Parents play a crucial role in feeding therapy. You’re the one who best knows how skilled your child is at things like chewing, sipping, swallowing. You know what they will (and won’t) eat and the food textures or consistencies that have been problematic. Understanding this, plus your family’s lifestyle, are key ingredients in the therapy process.

As we progress, you’ll be a vital source of information: how are the techniques working at home? What new behaviors are you seeing? It’s helpful to keep a food log of what your child is eating, how he/she reacts to new foods and how they act at mealtime. Of course, when they show progress, show lots of enthusiasm!

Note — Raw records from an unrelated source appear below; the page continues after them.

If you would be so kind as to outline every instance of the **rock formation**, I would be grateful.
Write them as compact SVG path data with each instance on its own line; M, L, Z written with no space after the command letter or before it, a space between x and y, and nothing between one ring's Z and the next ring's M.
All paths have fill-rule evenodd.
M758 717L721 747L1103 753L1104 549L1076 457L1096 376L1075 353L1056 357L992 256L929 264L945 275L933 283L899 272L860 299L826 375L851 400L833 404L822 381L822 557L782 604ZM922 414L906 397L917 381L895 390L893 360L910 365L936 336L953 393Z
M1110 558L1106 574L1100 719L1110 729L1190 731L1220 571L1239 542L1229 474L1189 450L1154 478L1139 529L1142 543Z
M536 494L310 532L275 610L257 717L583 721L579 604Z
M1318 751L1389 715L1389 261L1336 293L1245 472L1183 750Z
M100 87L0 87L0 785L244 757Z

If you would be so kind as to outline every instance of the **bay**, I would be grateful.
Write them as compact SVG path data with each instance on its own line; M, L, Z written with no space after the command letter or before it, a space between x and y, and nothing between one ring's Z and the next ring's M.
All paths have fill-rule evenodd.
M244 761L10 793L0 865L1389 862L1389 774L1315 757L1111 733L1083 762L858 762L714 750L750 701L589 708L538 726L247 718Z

We’ll teach you how to positively address mealtime behavior issues and encourage them to try the new foods they’re learning about. If they need a little extra help, we’ll show you alternative methods for feeding that will make mealtime less stressful for them.

We know how frustrating these challenges can be. Our goal is to not only build your child’s comfort and confidence around mealtime, but yours as well. We give you all you need to help your child continue building a healthy relationship with food…for life.